I think what you are observing is not a memory leak. Instead, it is a consequence of a new table caching strategy introduced in KNIME Analytics Platform 4.0.0. This strategy attempts to keep the k least recently used tables in memory until some critical heap space allocation threshold is reached. By default, k is 32 and the critical memory threshold is 90% of the heap space available to KNIME minus 128 MB. Note that tables held in memory that way are asynchronously written to disk in the background such that the memory they block can be released when said threshold is reached.
What I think happens when you run out of memory is the following:
- The workflow runs smoothly for some time, tables are created and cached in memory. Memory consumption rises and tables are asynchronously written to disk in the background.
- Some memory-intensive node (Deeplearning4j learner maybe?) attempts to allocate some large amount of memory, which, generally, KNIME nodes shouldn’t / won’t do without providing some kind of fallback on memory low conditions. If this happens at some point in time where cached tables cannot be released from memory, for instance due to the asynchronous background writers lagging behind, you can, sadly, run into an OutOfMemoryError.
To resolve the issue, you can switch to a less memory-consuming table caching strategy by putting the line -Dknime.table.cache=SMALL into your knime.ini.

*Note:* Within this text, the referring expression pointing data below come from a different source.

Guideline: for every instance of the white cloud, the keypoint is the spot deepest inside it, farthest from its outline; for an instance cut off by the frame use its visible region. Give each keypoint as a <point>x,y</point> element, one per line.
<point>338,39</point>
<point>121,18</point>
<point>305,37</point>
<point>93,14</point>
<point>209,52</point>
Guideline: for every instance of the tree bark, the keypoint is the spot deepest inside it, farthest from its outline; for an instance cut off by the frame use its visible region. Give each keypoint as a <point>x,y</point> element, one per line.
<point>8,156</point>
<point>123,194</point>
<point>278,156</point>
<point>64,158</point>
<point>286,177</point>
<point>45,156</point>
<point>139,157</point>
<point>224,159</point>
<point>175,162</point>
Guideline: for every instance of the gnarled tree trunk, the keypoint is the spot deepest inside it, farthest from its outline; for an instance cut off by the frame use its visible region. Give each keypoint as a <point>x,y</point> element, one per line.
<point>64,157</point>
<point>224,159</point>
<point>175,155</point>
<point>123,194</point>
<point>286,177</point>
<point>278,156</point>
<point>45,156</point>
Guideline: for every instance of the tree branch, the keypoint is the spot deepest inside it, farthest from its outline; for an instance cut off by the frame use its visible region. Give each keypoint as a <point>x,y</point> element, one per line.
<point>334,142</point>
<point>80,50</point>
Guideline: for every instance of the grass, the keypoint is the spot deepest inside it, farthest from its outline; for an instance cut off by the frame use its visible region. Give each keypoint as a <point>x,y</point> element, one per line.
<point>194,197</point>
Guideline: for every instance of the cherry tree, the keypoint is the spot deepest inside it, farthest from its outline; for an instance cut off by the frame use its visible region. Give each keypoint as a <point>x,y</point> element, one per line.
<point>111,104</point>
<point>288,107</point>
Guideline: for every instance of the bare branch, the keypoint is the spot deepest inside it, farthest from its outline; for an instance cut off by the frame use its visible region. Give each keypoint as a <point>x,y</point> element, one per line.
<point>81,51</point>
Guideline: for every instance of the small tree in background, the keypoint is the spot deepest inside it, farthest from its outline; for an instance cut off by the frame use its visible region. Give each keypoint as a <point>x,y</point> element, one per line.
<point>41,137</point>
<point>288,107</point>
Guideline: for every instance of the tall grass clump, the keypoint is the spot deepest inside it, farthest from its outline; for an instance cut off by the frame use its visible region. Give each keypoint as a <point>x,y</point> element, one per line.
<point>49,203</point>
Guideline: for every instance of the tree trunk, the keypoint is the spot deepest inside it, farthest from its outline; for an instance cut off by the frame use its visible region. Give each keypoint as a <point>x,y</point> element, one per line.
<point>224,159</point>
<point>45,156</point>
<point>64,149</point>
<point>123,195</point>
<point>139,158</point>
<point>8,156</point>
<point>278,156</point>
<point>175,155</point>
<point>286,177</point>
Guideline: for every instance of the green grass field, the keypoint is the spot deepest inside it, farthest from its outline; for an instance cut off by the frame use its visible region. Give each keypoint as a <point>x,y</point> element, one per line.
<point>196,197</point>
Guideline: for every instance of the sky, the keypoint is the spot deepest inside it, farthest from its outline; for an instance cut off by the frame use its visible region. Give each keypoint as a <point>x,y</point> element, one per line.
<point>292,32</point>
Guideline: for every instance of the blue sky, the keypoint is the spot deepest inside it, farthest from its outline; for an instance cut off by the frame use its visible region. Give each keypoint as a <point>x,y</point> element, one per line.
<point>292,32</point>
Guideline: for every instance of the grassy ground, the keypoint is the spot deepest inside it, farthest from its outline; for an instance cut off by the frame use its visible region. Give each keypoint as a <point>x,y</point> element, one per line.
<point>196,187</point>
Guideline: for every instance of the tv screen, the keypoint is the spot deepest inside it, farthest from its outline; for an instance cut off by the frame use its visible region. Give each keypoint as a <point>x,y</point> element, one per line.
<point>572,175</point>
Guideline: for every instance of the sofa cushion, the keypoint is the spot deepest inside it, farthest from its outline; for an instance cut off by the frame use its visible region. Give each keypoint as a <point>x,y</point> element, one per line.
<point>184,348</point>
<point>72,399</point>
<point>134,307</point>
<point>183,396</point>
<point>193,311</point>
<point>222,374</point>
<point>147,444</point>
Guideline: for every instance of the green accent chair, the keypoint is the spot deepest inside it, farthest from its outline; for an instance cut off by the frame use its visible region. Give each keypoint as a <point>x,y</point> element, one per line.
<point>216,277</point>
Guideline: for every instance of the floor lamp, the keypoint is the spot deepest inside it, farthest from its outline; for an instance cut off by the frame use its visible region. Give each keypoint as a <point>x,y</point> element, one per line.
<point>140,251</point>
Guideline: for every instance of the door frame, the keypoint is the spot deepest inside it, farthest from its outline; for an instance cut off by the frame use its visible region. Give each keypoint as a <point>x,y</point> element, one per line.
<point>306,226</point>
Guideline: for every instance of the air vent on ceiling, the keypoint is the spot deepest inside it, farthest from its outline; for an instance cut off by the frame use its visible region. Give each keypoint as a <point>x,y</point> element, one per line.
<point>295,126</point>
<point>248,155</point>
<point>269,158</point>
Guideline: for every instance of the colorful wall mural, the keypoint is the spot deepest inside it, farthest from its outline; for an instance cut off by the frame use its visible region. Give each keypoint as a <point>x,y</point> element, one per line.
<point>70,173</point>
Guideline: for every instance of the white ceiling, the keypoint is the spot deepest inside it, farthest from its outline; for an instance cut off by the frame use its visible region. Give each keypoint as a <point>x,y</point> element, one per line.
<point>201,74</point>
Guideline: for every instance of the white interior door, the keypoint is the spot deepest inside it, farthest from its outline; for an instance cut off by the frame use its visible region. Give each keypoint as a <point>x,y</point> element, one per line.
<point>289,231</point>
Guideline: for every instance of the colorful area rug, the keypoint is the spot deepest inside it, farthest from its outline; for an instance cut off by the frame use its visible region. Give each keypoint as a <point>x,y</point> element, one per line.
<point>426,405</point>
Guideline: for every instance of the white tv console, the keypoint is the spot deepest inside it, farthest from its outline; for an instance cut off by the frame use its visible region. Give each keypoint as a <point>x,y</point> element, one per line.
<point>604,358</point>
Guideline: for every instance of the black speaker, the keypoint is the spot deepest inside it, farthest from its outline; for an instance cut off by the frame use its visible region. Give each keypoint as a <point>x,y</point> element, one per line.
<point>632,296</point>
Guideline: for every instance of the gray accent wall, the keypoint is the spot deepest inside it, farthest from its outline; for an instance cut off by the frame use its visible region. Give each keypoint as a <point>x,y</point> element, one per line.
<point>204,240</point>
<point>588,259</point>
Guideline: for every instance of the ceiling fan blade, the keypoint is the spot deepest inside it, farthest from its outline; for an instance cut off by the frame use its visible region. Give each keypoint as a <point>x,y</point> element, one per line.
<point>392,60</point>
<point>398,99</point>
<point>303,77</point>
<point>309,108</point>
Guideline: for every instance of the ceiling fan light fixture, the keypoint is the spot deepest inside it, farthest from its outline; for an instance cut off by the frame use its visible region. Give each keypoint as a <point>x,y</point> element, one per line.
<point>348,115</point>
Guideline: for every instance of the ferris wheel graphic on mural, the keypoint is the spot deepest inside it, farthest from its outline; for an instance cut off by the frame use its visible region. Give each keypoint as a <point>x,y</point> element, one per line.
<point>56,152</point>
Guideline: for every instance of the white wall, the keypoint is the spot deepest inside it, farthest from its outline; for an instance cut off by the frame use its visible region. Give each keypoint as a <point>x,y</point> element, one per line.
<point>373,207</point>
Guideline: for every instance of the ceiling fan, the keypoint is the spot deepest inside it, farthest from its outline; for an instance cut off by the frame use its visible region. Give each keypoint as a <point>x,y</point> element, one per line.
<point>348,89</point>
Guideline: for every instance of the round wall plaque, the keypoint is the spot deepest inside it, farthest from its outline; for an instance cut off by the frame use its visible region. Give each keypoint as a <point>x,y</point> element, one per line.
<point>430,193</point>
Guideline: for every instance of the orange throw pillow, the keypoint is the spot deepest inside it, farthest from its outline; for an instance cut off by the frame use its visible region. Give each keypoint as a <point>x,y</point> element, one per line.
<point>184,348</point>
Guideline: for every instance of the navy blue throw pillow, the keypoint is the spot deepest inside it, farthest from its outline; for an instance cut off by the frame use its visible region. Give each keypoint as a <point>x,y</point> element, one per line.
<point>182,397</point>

This way, only very small tables will be held in memory. It will make your average KNIME workflow slower, but it’ll be less memory-consuming.
In an attempt to verify my assumption, I’ve run the workflow you kindly provided. Here’s what I observed:
- After starting up KNIME Analytics Platform 4.0.2 and opening the workflow, I ran a full-sweep garbage collection, upon which 122 MB heap space are blocked.

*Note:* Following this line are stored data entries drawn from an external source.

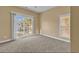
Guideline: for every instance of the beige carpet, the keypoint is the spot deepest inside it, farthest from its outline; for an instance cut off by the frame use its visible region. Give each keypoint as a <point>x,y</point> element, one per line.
<point>35,43</point>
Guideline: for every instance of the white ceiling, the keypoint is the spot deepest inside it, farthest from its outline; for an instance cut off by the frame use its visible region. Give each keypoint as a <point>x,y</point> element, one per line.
<point>38,9</point>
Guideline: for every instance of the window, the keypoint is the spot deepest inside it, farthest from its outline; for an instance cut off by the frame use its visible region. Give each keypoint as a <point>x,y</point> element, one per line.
<point>64,26</point>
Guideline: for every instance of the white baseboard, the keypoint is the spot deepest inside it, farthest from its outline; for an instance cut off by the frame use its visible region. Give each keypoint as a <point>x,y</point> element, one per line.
<point>5,41</point>
<point>56,38</point>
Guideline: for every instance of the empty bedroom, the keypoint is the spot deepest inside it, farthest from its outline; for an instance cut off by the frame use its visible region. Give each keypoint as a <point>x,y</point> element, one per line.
<point>35,29</point>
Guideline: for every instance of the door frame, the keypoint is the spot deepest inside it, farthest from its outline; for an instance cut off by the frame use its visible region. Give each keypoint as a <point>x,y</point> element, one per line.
<point>12,14</point>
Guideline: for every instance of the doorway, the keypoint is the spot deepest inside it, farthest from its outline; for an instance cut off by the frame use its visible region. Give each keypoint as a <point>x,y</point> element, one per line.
<point>22,25</point>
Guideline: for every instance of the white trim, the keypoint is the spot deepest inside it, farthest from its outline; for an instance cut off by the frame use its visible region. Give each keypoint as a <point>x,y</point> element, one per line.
<point>56,38</point>
<point>5,41</point>
<point>13,21</point>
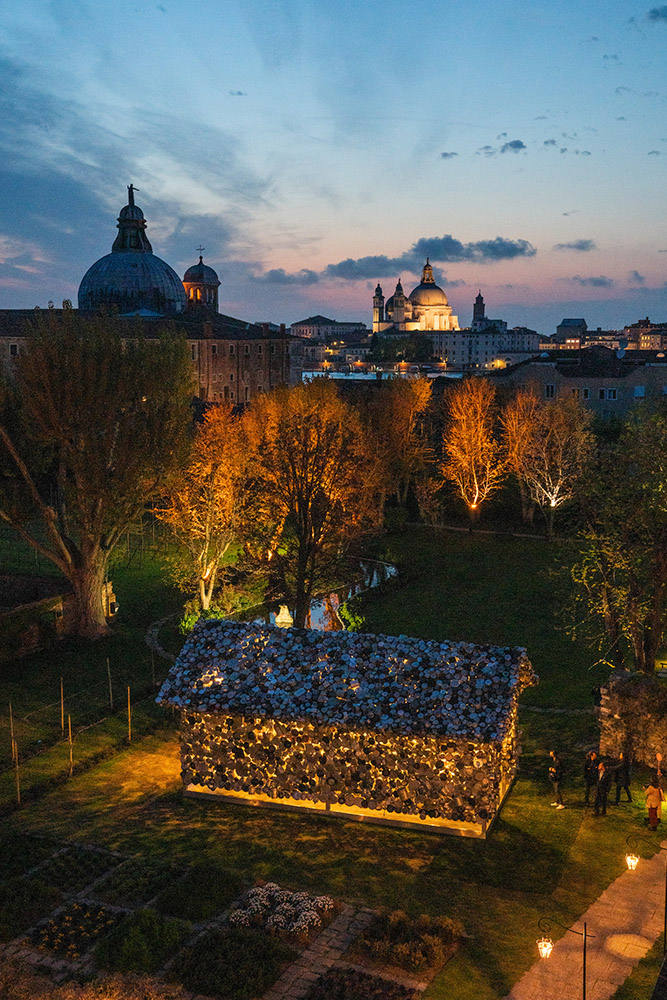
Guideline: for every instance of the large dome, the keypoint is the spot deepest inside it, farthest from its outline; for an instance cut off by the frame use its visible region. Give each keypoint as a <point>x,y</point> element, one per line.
<point>132,282</point>
<point>131,278</point>
<point>427,293</point>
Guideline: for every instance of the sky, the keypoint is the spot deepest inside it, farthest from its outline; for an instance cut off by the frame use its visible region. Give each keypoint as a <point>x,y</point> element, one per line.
<point>313,149</point>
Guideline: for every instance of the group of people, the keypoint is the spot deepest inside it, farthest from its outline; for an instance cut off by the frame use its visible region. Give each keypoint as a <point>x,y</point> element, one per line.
<point>598,777</point>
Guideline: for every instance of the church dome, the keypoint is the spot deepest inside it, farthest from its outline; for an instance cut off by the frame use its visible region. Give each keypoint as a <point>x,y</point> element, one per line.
<point>131,278</point>
<point>427,293</point>
<point>201,274</point>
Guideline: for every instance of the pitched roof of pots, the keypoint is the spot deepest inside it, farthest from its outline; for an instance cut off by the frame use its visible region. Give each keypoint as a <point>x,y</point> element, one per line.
<point>358,681</point>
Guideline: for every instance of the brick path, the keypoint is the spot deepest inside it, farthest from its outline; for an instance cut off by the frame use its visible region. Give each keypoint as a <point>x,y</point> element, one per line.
<point>626,920</point>
<point>320,956</point>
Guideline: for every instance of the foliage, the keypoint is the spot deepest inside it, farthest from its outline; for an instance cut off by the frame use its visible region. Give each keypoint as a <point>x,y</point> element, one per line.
<point>134,882</point>
<point>22,903</point>
<point>350,984</point>
<point>75,929</point>
<point>413,944</point>
<point>204,501</point>
<point>472,457</point>
<point>90,428</point>
<point>555,451</point>
<point>142,942</point>
<point>205,890</point>
<point>74,868</point>
<point>311,485</point>
<point>620,596</point>
<point>235,963</point>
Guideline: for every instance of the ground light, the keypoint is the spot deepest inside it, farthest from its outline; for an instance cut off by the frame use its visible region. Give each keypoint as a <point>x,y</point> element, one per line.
<point>632,860</point>
<point>545,944</point>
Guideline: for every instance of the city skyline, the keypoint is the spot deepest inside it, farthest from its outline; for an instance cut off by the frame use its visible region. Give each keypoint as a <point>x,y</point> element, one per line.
<point>313,152</point>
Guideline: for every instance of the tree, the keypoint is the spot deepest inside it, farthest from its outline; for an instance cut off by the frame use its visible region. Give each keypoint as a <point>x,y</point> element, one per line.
<point>391,416</point>
<point>93,422</point>
<point>518,419</point>
<point>204,501</point>
<point>556,447</point>
<point>472,456</point>
<point>310,489</point>
<point>620,579</point>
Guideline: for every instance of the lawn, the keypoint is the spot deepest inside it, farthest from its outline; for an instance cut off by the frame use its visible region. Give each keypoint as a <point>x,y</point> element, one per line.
<point>536,861</point>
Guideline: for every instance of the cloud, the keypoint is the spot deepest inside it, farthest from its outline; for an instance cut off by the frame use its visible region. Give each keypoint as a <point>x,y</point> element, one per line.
<point>279,276</point>
<point>583,245</point>
<point>599,281</point>
<point>514,146</point>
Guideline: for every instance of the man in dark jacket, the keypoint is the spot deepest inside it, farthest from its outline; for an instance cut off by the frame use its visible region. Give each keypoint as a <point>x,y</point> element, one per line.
<point>590,773</point>
<point>602,790</point>
<point>622,776</point>
<point>556,776</point>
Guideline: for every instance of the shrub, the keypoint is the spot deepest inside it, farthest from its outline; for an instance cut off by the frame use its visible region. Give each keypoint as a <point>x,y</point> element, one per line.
<point>413,944</point>
<point>142,942</point>
<point>235,963</point>
<point>22,903</point>
<point>204,891</point>
<point>348,984</point>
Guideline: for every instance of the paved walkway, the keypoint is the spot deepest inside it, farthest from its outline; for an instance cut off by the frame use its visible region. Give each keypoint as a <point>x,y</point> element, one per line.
<point>323,953</point>
<point>626,920</point>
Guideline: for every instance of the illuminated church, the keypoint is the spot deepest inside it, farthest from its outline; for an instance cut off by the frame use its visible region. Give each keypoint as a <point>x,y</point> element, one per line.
<point>425,309</point>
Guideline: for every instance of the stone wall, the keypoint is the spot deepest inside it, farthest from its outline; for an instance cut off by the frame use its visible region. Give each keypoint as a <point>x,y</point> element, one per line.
<point>633,717</point>
<point>429,781</point>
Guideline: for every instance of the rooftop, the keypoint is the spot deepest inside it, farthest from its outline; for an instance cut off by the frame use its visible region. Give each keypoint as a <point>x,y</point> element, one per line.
<point>384,683</point>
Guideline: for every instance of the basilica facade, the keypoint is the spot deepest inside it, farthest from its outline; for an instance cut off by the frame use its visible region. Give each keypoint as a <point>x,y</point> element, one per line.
<point>425,309</point>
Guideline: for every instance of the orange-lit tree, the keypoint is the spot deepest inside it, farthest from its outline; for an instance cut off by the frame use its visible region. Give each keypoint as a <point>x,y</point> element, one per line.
<point>203,506</point>
<point>556,452</point>
<point>311,483</point>
<point>92,423</point>
<point>473,461</point>
<point>394,438</point>
<point>518,418</point>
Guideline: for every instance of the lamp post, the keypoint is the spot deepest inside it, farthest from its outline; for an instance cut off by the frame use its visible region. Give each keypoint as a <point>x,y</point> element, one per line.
<point>632,860</point>
<point>545,944</point>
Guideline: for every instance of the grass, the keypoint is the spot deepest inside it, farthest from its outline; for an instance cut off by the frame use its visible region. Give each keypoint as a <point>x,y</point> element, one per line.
<point>536,861</point>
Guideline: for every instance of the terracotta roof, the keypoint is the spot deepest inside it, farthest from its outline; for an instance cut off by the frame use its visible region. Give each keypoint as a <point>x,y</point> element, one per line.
<point>359,681</point>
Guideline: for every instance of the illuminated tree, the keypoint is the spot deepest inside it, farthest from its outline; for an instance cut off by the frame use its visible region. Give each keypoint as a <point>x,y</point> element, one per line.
<point>556,450</point>
<point>204,502</point>
<point>518,420</point>
<point>394,438</point>
<point>620,597</point>
<point>310,489</point>
<point>92,424</point>
<point>473,461</point>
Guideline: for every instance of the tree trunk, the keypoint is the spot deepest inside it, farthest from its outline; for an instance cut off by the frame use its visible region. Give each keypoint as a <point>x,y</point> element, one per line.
<point>87,583</point>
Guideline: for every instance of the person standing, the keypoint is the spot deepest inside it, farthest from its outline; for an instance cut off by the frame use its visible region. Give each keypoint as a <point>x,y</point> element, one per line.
<point>556,776</point>
<point>654,799</point>
<point>622,776</point>
<point>602,790</point>
<point>590,773</point>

- I ran the workflow. It executed until the Word2Vec Learner Node, which crashed with these two not-so-helpful error messages:
Execute failed: java.lang.ExceptionInInitializerError
Execute failed: The Deeplearning4J Library could not be initialized. Maybe there is not enough memory available for DL4J. Please consider increasing the ‘Off Heap Memory Limit’ in the DL4J Prefernce Page.
Unfortunately, the error messages persisted and did not get more verbose even after increasing the off-heap memory and checking the option to “Enable verbose logging”.
- Anyways, at this point I’m pretty deep into the workflow and 7.4 GB of my heap space are occupied. I ran another full-sweep garbage collection, upon which 6.8 GB heap space are still blocked. This is due to the least-recently-used tables being cached in memory and only released upon memory alert, even though they have probably been written to disk in the background already. Obviously, if I save the workflow at this point and re-open KNIME Analytics Platform, I start out fresh with 122 MB heap space consumption.
- However, instead of restarting KNIME Analytics Platform, I added 32 Data Generator nodes that generate 5400 rows of data each. I executed and then reset these nodes to flush KNIME’s table cache. I then did another full-sweep garbage collection and, voila, heap space is at 122 MB again, even though the relevant parts of the workflow is still executed up until the Word2Vec Learner Node.
I hope this helps to understand what’s happening. I’ll update this post if anything changes with regard to table caching strategies in KNIME Analytics Platform.